Ursula Böhme wird eine Art Mittlerrolle übernehmen: Sie sucht Bezieher von Arbeitslosengeld (Alg) II (gemeinhin als Hartz-IV-Empfänger bekannt) zu Hause auf, um sie vom Sofa zu holen und aus ihrer Lethargie zu reißen.

Langzeitarbeitslose reden bei der Vermittlung mit

© Frank Riegler

Auf solche Maßnahmen haben sich die rund 100 Teilnehmer der ersten Arbeitsmarktkonferenz im Rathaus verständigt.

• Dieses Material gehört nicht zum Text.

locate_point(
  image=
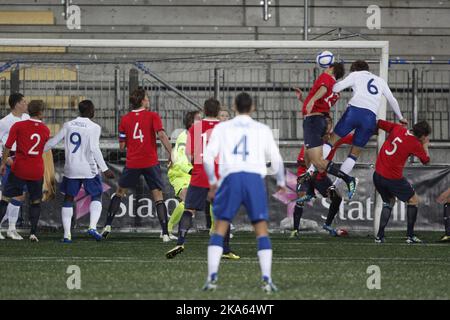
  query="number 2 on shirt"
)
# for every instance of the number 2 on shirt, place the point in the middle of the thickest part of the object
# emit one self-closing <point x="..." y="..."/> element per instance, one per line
<point x="136" y="132"/>
<point x="390" y="153"/>
<point x="243" y="143"/>
<point x="32" y="151"/>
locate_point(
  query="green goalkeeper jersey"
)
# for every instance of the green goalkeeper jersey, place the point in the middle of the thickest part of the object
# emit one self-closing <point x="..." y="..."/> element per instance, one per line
<point x="181" y="165"/>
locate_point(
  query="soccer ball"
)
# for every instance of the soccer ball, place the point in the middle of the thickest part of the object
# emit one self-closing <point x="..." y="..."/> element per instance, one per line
<point x="325" y="59"/>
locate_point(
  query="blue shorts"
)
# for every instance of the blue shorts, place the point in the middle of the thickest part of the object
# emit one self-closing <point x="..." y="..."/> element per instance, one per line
<point x="196" y="198"/>
<point x="363" y="121"/>
<point x="152" y="175"/>
<point x="390" y="188"/>
<point x="322" y="185"/>
<point x="92" y="186"/>
<point x="14" y="187"/>
<point x="314" y="128"/>
<point x="5" y="179"/>
<point x="238" y="189"/>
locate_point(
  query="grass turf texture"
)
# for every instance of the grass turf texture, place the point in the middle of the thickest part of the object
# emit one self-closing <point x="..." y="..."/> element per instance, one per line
<point x="316" y="266"/>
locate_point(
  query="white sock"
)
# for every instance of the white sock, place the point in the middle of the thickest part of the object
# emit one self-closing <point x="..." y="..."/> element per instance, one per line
<point x="96" y="210"/>
<point x="348" y="165"/>
<point x="265" y="262"/>
<point x="326" y="149"/>
<point x="13" y="215"/>
<point x="214" y="255"/>
<point x="4" y="218"/>
<point x="67" y="214"/>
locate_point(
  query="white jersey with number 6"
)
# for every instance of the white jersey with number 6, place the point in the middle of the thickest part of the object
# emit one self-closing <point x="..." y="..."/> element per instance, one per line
<point x="82" y="148"/>
<point x="367" y="91"/>
<point x="242" y="145"/>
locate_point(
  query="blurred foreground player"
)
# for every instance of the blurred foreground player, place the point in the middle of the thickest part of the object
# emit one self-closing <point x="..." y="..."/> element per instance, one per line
<point x="27" y="170"/>
<point x="243" y="147"/>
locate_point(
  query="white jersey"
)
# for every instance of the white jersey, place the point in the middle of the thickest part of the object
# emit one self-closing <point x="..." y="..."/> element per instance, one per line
<point x="367" y="91"/>
<point x="5" y="125"/>
<point x="243" y="145"/>
<point x="82" y="148"/>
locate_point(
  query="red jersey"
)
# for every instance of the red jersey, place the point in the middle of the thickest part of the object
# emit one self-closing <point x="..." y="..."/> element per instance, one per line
<point x="399" y="145"/>
<point x="348" y="139"/>
<point x="138" y="130"/>
<point x="198" y="137"/>
<point x="325" y="103"/>
<point x="30" y="137"/>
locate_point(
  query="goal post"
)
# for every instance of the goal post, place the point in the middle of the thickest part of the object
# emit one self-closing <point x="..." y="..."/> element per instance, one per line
<point x="135" y="51"/>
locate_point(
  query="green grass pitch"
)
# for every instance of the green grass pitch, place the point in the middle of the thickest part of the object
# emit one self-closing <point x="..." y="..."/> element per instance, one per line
<point x="133" y="266"/>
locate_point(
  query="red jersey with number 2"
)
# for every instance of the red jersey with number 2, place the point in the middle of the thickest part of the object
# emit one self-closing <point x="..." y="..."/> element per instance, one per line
<point x="399" y="145"/>
<point x="30" y="137"/>
<point x="325" y="103"/>
<point x="198" y="137"/>
<point x="138" y="130"/>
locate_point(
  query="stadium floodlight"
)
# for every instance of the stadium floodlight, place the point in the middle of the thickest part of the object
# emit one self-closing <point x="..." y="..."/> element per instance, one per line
<point x="139" y="51"/>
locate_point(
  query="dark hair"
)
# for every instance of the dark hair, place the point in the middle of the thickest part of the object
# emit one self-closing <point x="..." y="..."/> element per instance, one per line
<point x="211" y="108"/>
<point x="243" y="102"/>
<point x="421" y="129"/>
<point x="189" y="119"/>
<point x="136" y="98"/>
<point x="338" y="70"/>
<point x="14" y="99"/>
<point x="86" y="108"/>
<point x="359" y="65"/>
<point x="35" y="107"/>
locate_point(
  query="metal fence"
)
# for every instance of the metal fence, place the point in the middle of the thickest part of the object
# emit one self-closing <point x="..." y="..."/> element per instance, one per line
<point x="423" y="94"/>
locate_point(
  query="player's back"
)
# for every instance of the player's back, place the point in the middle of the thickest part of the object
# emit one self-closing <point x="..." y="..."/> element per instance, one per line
<point x="30" y="136"/>
<point x="198" y="137"/>
<point x="245" y="145"/>
<point x="399" y="145"/>
<point x="367" y="90"/>
<point x="80" y="163"/>
<point x="138" y="130"/>
<point x="323" y="104"/>
<point x="5" y="125"/>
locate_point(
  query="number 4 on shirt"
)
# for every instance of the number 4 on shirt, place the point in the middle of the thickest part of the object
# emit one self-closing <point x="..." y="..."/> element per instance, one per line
<point x="241" y="148"/>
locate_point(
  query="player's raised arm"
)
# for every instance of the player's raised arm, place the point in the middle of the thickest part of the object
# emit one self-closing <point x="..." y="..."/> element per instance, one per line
<point x="347" y="82"/>
<point x="56" y="139"/>
<point x="392" y="101"/>
<point x="386" y="125"/>
<point x="97" y="153"/>
<point x="166" y="143"/>
<point x="272" y="154"/>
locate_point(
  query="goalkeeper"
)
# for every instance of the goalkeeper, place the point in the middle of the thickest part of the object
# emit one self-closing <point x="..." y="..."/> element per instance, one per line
<point x="179" y="173"/>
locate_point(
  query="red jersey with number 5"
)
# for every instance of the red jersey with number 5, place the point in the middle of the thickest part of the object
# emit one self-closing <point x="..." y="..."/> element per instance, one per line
<point x="197" y="140"/>
<point x="30" y="137"/>
<point x="138" y="130"/>
<point x="325" y="103"/>
<point x="399" y="145"/>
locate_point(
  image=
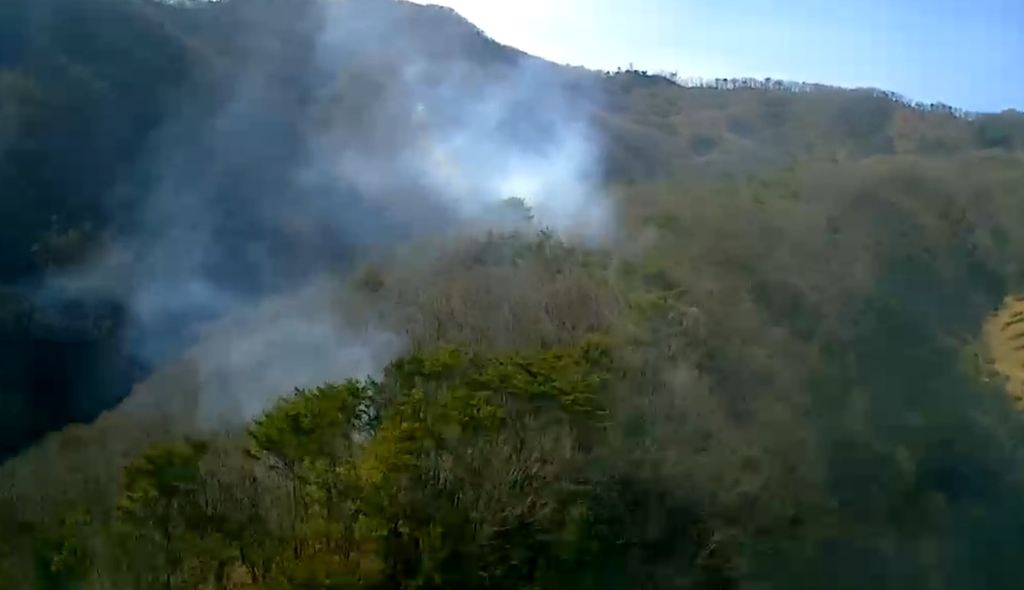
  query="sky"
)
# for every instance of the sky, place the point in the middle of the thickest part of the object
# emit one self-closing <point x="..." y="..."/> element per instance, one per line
<point x="965" y="53"/>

Das Konzept wird bei jährlichen Treffen auf seine Fortschritte hin überprüft, erklären Sozialbürgermeisterin Elisabeth Preuß (FDP) und "Ratschlag"-Sprecher und DGB-Chef, Wolfgang Niclas.

Für den Gewerkschaftsfunktionär entscheiden über den Erfolg vor allem Zahlen: "Wir werden beobachten, wie viele Langzeitarbeitslose wirklich eine Stelle finden." Im September 2017 lag die Arbeitslosenquote in Erlangen bei 3,9 Prozent, die Zahl der Erwerbslosen betrug 2394, die Zahl der Langzeitarbeitslosen lag bei 827.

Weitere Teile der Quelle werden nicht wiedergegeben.